Merlot is responsible for one of the world's greatest and most expensive wines, Château Pétrus – expect to pay over £1,000 for a bottle. It does also produce a few other very fine wines on its own. And it produces oceans of perfectly drinkable wines for the mass market, for example Casillero del Diablo from Chile.

 

 Merlot produces wine that is similar in character to Cabernet Sauvignon, namely it is deeply coloured, with a noticeably cedary/cigar box flavour. In many instances it is hard to tell the two varieties apart. However, Merlot wines tend to be a bit plumper, with slightly less colour and higher alcohol, and less tannic than Cabernet Sauvignon. The flavour spectrum leans more towards plums, while Cabernet Sauvignon leans more towards blackcurrant. They both respond well to ageing in oak barrels.

 

  Its most useful function, however, is as a component in a blend. It originates from Bordeaux (the home of claret), and in the Medoc, the part of the region of Bordeaux which produces great classic claret such as Château Lafite and Château Latour, it plays second fiddle to the leaner, more aristocratic Cabernet Sauvignon, filling out Cabernet Sauvignon-based wines to give them roundness and balance. It is a more productive vine than Cabernet Sauvignon, easier to ripen, and is less fussy about where it is grown. Specifically, it grows well in soils with high clay content, and doesn't need as good drainage as Cabernet Sauvignon. It is thus the major variety to be found in Saint Emilion and Pomerol, where there is more clay, unlike the Medoc where there is a high proportion of free-draining gravel. It is more widely planted in the rest of the region as well, covering in all approximately twice as much acreage as Cabernet Sauvignon.

 

 Like Cabernet Sauvignon, it has travelled from its homeland and is to be found all over the rest of France, Europe and throughout the world. It makes significant quantities of dull wine in Italy, and is grown extensively in Romania and Bulgaria.. Spain's most expensive wine, Vega Sicilia Unico, contains some Merlot, though very little is seen in Spain, and almost none in Portugal. It is grown in Argentina, and also Chile, though it has turned out that much of the so-called Merlot in Chile is in fact another Bordeaux variety, Carmenère, which produces a wine similar in flavour to Merlot – in fact, if you buy a bottle of Chilean Merlot even now you may be drinking Carmenère.

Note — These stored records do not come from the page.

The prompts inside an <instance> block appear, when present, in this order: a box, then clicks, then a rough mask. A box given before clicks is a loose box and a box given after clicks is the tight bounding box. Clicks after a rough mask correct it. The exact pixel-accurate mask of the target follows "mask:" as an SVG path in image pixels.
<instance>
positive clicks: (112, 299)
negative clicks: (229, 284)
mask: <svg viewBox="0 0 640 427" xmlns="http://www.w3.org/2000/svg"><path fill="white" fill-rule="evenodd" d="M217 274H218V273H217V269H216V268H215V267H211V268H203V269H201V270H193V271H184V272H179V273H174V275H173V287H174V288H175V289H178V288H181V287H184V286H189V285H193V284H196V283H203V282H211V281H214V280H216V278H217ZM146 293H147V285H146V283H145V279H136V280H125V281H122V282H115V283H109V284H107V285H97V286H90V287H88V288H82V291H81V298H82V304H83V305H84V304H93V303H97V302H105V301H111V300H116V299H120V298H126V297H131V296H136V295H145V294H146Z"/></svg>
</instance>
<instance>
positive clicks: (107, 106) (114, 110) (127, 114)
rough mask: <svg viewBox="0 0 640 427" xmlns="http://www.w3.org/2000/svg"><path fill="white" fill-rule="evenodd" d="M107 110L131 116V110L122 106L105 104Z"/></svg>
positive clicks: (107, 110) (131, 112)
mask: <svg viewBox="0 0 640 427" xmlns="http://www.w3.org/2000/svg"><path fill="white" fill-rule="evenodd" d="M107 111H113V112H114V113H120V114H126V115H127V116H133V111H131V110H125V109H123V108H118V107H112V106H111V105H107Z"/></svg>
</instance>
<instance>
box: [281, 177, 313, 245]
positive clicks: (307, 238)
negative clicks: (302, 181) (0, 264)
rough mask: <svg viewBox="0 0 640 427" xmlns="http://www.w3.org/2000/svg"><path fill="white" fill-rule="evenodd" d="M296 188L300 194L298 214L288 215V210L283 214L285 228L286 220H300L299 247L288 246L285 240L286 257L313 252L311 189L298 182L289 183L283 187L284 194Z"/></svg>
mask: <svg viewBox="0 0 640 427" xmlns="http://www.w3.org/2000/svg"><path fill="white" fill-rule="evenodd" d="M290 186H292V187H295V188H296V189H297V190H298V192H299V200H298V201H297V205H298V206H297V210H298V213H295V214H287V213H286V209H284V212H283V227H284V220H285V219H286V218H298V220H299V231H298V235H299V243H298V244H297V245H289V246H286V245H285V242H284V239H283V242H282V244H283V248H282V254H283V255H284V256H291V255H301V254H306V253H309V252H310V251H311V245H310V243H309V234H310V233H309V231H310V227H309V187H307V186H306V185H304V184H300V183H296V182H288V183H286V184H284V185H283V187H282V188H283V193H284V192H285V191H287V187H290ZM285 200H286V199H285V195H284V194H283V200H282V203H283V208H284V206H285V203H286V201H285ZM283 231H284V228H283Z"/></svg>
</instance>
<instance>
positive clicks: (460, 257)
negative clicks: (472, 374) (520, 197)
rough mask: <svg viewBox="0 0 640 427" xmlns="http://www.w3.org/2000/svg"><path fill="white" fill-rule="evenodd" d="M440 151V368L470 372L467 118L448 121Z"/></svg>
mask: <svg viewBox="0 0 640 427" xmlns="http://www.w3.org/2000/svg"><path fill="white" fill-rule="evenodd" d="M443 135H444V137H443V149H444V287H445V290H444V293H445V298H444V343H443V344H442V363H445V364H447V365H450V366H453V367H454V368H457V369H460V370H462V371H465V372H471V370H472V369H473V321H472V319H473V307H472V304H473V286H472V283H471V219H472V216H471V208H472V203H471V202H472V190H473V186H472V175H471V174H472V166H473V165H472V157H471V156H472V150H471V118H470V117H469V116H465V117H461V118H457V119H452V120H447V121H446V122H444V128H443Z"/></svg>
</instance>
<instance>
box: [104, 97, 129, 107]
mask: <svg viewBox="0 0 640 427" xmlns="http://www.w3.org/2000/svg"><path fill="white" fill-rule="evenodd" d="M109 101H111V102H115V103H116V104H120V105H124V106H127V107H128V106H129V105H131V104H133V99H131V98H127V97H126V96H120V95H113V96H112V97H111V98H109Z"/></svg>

In the US interest in Merlot flared up in the late 1980s and 90s in California, with one or two wineries, such as Duckhorn, specialising in the variety, and it flourishes in Washington State.

 

  Overall, it is a variety that in rare circumstances, if the conditions are just right, can produce great wine, and lower down the quality ladder is capable of producing soft, plummy easy-drinking wines that appeal to a wide cross-section of wine drinkers.